#Entrevistas
Hasta ahora he llevado a cabo entrevistas que me han acercado al mundo del nomadismo, pero esta investigación no parte solo de la rama nómada, si no que gran parte del estudio se desarrolla dentro de una vivienda auxiliar. Esta vivienda auxiliar, donde el nómada desarrolla una actividad parasitaria, entendiendo esta actividad como una estrecha relación en la cual uno de los participantes, en este caso el nómada, depende del otro (hospedador), obteniendo así el beneficio de la vivienda y de los servicios básicos que esta puede proporcionar.
Pero, ¿hasta qué punto esta convivencia es factible? ¿Cuánto tiempo se puede vivir en una casa como invitado? ¿Cuándo alguien pasa a ser un invitado a un miembro más de la familia que debe realizar labores domésticas o debe comprar comida?
Todas estas preguntas son una premisa del desarrollo de las siguientes entrevistas, donde intentaré desarrollar un documental donde participen distintas personas, con unas características sociales y físicas diferentes, para observar como esta simbiosis se puede desarrollar en distintos parámetros.
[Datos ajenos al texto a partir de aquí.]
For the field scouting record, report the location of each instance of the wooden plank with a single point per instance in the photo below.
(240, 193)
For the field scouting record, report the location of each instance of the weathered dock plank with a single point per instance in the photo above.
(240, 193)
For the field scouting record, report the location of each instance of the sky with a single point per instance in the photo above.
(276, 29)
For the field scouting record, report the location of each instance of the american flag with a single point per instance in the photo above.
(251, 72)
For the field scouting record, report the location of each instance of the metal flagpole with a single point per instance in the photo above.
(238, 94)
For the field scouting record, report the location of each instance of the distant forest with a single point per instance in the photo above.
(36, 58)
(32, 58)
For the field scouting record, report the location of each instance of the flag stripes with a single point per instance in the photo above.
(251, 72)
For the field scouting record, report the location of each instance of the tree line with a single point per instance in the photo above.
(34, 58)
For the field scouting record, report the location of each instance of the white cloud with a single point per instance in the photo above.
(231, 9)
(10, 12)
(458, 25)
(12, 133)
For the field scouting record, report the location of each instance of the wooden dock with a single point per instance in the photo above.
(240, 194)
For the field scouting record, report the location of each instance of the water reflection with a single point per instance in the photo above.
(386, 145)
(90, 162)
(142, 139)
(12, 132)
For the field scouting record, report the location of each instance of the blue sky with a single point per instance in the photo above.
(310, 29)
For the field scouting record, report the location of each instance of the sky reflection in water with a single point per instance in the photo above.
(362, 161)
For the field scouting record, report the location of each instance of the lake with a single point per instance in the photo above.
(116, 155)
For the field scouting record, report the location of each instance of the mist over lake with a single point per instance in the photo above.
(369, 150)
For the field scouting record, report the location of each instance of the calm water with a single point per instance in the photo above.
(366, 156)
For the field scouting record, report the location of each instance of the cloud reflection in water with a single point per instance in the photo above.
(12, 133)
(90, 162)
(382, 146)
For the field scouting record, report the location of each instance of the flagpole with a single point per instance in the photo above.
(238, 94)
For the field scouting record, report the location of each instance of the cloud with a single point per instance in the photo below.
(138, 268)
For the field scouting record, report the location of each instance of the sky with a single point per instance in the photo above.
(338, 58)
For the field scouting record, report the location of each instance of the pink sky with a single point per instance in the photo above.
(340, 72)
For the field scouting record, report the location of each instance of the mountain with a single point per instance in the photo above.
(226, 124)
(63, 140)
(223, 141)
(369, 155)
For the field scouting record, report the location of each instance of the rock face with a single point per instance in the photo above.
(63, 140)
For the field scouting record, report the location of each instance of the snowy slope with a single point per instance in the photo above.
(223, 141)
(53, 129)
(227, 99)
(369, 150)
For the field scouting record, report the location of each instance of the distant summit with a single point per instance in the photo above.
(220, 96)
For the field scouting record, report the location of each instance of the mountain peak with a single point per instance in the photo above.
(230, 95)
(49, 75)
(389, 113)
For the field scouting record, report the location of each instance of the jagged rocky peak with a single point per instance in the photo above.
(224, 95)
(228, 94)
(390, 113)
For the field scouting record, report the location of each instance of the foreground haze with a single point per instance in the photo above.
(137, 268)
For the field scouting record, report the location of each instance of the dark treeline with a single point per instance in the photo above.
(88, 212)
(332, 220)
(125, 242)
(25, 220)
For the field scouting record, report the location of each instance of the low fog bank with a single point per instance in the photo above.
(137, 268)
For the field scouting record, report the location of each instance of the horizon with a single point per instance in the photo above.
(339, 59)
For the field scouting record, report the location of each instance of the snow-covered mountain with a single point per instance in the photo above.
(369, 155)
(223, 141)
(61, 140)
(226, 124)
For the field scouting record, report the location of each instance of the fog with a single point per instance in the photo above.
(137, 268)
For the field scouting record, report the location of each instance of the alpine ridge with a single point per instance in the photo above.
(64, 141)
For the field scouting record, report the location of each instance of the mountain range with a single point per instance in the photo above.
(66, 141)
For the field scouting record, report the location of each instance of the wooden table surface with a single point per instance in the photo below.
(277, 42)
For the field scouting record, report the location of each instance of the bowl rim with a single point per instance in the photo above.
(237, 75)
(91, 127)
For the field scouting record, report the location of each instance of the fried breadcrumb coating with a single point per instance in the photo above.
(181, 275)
Para ello, planteo la hipótesis en al que un individuo nómada, con el dispositivo planteado, se establece en sus casas, invadiendo parte de sus salones y haciendo vida cotidiana en ellos. Tras las explicaciones pertinentes, empiezo a hacer las preguntas:
#Jose. 20 años.
Alicante. Vive en una casa unifamiliar con sus padres y su hermana. Es estudiante de Arquitectura.
- ¿Normalmente, tienes invitados en tu casa? ¿Se suelen quedar? ¿Dónde lo hacen? ¿Por cuánto tiempo?
Suelo tener invitados en casa, y dependiendo de quién son, suelen quedarse o no. Tenemos una habitación de invitados donde hay una cama, o en el cuarto de mi hermana cuando ella no está. Como mínimo suelen quedarse un día, como máximo dos semanas.
- En tu salón/comedor, ¿Qué actividades se realizan? ¿Se usa con frecuencia? ¿Se come allí?
En el comedor vemos la televisión, comemos, cenamos, leemos libros, hablamos en familia, hago deberes,… Se usa el salón todos los días.
- ¿A qué persona le permitirías invadir tu salón para realizar sus actividades?
A cualquier persona que conozca bien.
- ¿Cómo afectaría a tu rutina, si hubiese una persona realizando sus actividades cotidianas en el salón?
En nada, a lo mejor, podría suponer un cambio en nuestra intimidad diaria, pero nos acabaríamos acostumbrando.
- ¿Qué clase de libertad le darías?
La de siempre, no tengo problemas para acostumbrarme a personas.
- ¿Tendría obligaciones, o sería un invitado?
Supongo que al hacer cosas comunes como comer o cenar, tendría que ayudar a poner la mesa, y claramente, limpiar aquello que manche en la parte invadida del salón.
- ¿Hasta dónde serias capaz de transformar tu salón y vida para que esta persona se sintiese cómoda?
Pues al tener espacio en mi casa, podríamos mover algunos muebles o guardarlos, para permitirle su comodidad, si realmente quiere estar en el salón con sus objetos y no durmiendo en una cama que le ofrecemos.
- ¿Qué ves inviable en esta forma de convivencia?
El desorden y el cambio del salón, pero tampoco sería un grave problema.